Court of Appeals of Arizona, Division 1, Department A.

June 28, 1973.

Gilbert Gonzalez, Lawrence Ollason, Tucson, for petitioner.

William C. Wahl, Jr., Chief Counsel The Industrial Commission of Arizona, Phoenix, for respondent.

Chandler, Tullar, Udall & Richmond by William J. Augustine, Tucson, for respondents employer and carrier.

OGG, Judge.

This is an appeal from an award of The Industrial Commission in which the petitioner, Phillip Hurley, was denied an *228 award for disability suffered as the result of a herniated disc at the C-5, C-6 level. The principal question presented to us for review is whether there was a causal connection between the herniated disc and petitioner's employment.

Petitioner was born in 1924 and had spent most of his adult life working as an automobile mechanic. In January, 1971 petitioner first noticed pains in his shoulder while working for Galloway Motors in Tucson, Arizona, performing automobile electrical work and general mechanic duties. The very nature of this work required him to place his head under the dashboards of automobiles in awkward positions; his general mechanic duties placed continual strain on his neck and back. Petitioner testified that he had never experienced this shoulder pain before. As the pain worsened in his attempts to perform his duties, he sought medical aid from Dr. John W. Cortner, an orthopedic surgeon, approximately two weeks after he first felt the shoulder pain. He was treated by Dr. Cortner and later referred to Dr. Juan E. Fonseca, a neurosurgeon, who performed an interbody fusion to correct the herniated disc condition in March, 1971. Dr. Fonseca testified that the operation was successful but as a natural result of the consequences of the injury and operation the petitioner had a permanent physical disability and his ability to function as an automobile mechanic had been impaired.

As is often the case with highly qualified medical experts, neither Dr. Cortner nor Dr. Fonseca gave medical testimony with the precise mathematical certainty that would simplify our duties on review. A fair reading of the only medical testimony shows that both doctors believed the disc probably herniated in January, 1971 at the time petitioner first had his shoulder pains. Both doctors believed that petitioner's work as an automobile mechanic was the major factor in causing the herniated disc.

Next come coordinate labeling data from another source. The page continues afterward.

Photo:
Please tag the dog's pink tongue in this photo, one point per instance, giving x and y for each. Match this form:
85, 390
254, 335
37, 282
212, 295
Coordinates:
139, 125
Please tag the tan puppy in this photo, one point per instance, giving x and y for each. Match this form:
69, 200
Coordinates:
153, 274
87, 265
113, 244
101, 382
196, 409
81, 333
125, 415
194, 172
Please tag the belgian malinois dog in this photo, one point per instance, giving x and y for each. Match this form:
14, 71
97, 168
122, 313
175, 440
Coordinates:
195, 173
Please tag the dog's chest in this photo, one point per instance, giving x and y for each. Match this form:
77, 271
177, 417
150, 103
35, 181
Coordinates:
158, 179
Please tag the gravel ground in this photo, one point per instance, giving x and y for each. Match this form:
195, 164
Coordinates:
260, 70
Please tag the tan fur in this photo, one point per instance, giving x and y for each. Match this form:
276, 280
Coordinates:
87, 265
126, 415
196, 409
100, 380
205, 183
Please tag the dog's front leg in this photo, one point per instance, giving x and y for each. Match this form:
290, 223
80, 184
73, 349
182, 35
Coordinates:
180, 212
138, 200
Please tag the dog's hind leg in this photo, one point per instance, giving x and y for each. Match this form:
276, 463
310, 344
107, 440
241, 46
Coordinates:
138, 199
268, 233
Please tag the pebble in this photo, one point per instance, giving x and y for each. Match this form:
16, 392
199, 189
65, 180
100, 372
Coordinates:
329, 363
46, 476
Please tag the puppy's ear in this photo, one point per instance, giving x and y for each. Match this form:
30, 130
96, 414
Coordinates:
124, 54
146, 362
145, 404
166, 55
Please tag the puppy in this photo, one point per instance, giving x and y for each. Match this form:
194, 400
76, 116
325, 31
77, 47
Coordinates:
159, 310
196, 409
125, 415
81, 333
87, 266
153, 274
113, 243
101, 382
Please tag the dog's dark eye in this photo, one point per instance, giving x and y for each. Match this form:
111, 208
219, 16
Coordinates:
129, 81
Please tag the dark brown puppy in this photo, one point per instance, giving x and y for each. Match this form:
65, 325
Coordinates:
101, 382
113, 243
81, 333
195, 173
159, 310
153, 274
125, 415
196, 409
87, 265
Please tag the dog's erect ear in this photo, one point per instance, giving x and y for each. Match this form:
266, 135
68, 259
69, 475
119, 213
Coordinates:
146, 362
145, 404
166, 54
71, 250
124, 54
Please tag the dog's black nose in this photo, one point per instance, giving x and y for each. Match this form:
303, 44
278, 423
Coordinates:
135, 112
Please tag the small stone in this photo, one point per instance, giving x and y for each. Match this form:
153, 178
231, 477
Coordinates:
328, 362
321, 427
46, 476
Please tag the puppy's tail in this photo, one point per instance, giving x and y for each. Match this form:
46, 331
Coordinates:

It was the prime contention of the Carrier that petitioner's disability was a degenerative condition caused by the normal wear and tear of living. The doctors agreed that we all suffer such wear and tear but both felt petitioner's particular work accelerated and aggravated the degenerative process of the spine. Dr. Cortner stated that his x-rays showed minimal osteoarthritic changes in the neck and that these changes would not have produced the symptoms complained of by petitioner in February, 1971.

No citations are needed to reiterate the basic law that we will follow the findings of The Industrial Commission and we will not disturb its findings and award where there is a dispute in the medical testimony.

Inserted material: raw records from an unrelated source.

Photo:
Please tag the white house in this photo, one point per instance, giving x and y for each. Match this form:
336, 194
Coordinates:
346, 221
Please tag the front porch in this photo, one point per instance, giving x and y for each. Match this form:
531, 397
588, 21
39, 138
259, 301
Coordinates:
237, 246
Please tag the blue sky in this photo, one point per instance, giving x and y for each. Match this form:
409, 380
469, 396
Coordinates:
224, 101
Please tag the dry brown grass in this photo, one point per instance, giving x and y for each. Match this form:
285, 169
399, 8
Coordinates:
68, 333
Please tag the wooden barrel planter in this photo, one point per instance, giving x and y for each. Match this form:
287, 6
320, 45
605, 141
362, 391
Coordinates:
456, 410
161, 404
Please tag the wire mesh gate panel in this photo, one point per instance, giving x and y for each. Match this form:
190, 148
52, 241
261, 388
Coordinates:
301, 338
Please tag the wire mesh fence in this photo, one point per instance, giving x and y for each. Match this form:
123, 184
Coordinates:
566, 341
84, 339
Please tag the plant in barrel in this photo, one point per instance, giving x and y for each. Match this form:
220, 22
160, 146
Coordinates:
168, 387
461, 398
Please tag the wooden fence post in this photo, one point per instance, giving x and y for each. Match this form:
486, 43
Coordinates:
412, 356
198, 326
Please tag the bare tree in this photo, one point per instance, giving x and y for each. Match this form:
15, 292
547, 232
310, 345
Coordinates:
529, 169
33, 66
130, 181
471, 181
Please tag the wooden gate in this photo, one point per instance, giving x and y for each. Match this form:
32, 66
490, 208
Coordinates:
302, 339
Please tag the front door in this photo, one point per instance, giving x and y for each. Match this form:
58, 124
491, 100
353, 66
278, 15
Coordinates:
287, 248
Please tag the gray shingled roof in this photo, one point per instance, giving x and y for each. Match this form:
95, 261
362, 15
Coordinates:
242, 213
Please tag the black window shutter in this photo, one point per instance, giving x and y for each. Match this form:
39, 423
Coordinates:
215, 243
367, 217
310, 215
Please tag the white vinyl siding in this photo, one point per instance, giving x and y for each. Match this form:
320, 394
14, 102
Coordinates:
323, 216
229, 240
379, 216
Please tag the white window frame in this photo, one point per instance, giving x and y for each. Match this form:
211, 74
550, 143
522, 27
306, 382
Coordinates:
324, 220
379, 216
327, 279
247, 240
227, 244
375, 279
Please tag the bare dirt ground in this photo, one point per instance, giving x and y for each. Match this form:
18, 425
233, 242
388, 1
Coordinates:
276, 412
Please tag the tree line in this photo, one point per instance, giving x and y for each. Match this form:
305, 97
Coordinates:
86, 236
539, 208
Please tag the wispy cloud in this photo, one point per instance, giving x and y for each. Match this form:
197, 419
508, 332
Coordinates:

It is also well recognized that the court must set aside an award in cases where the record discloses no substantial evidence to support the findings and award of The Commission. Ware v. Industrial Commission, 92 Ariz. 188, 375 P.2d 384 (1962); Sims v. Industrial Commission, 11 Ariz. App. 385, 464 P.2d 972 (1970).

If the causal relationship between an accident and alleged disability is a matter necessarily within the knowledge of medical experts as in this case, the doctors' findings are conclusive upon the Commission. Paulley v. Industrial Commission, 91 Ariz. 266, 371 P.2d 888 (1962); Jones v. Industrial Commission, 81 Ariz. 352, 306 P.2d 277 (1957); Theoharidi v. Industrial Commission, 8 Ariz. App. 364, 446 P.2d 470 (1968).

Neither this court nor The Industrial Commission can totally disregard the only medical evidence presented in this case. Enyart v. Industrial Commission, 10 Ariz. App. 310, 458 P.2d 514 (1969).

The transcript reveals no major conflict in the medical evidence and that the award of The Commission is not reasonably supported by the evidence.

The award is set aside.

DONOFRIO, P.J. and STEVENS, J., concur.